Not necessarily. Every site benefits from the short llms.txt summary. llms-full.txt is only worth it if you have substantial documentation — extensive help content, an API reference, or a large knowledge base — that would help an AI answer detailed questions.

Can llms.txt hurt my SEO?

No. It does not affect crawling or indexing and carries no SEO penalty. The only way it can mislead is if it contains inaccurate information — so keep it honest and current, and run a clean On-Page SEO Audit on the fundamentals alongside it.

Conclusion

llms.txt is a small file with a clear purpose: give AI models an accurate, human-readable summary of your site so they describe and cite it correctly. It complements rather than replaces robots.txt and sitemap.xml — access, discovery, and understanding are three separate jobs.

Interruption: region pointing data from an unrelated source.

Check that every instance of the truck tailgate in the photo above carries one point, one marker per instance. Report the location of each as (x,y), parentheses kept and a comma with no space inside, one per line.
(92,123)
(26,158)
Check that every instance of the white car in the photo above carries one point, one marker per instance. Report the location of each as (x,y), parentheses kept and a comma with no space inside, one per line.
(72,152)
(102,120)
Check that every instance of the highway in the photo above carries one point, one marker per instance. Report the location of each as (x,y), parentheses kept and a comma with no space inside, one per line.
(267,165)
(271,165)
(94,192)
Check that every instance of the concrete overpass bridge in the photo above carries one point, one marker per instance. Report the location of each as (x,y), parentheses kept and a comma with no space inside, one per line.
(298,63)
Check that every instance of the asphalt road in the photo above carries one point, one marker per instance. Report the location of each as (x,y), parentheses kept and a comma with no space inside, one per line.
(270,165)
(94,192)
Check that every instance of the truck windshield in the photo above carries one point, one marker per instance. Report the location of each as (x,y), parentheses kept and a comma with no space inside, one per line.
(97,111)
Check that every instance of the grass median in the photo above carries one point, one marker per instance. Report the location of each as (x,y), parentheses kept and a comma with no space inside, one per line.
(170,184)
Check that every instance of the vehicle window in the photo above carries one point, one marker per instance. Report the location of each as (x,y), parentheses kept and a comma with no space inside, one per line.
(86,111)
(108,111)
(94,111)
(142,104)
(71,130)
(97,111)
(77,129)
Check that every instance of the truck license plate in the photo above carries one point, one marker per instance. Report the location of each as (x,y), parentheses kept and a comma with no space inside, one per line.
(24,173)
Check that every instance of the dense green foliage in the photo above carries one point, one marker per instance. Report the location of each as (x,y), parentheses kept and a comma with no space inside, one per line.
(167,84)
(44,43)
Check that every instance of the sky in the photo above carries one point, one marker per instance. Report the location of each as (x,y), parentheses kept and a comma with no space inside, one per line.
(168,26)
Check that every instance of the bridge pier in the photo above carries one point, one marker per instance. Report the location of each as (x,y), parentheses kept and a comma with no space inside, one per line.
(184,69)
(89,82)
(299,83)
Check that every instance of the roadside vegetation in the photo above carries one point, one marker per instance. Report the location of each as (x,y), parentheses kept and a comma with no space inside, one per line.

Write it honestly, keep it tight, reference it from robots.txt, and update it whenever your product changes. It will not guarantee citations, but it removes the ambiguity that causes AI models to get you wrong. For a fifteen-minute task with no downside, that is a clear win — and a natural next step after you optimize for AI search and tidy up the technical basics with a quick Robots.txt Tester and On-Page SEO Audit.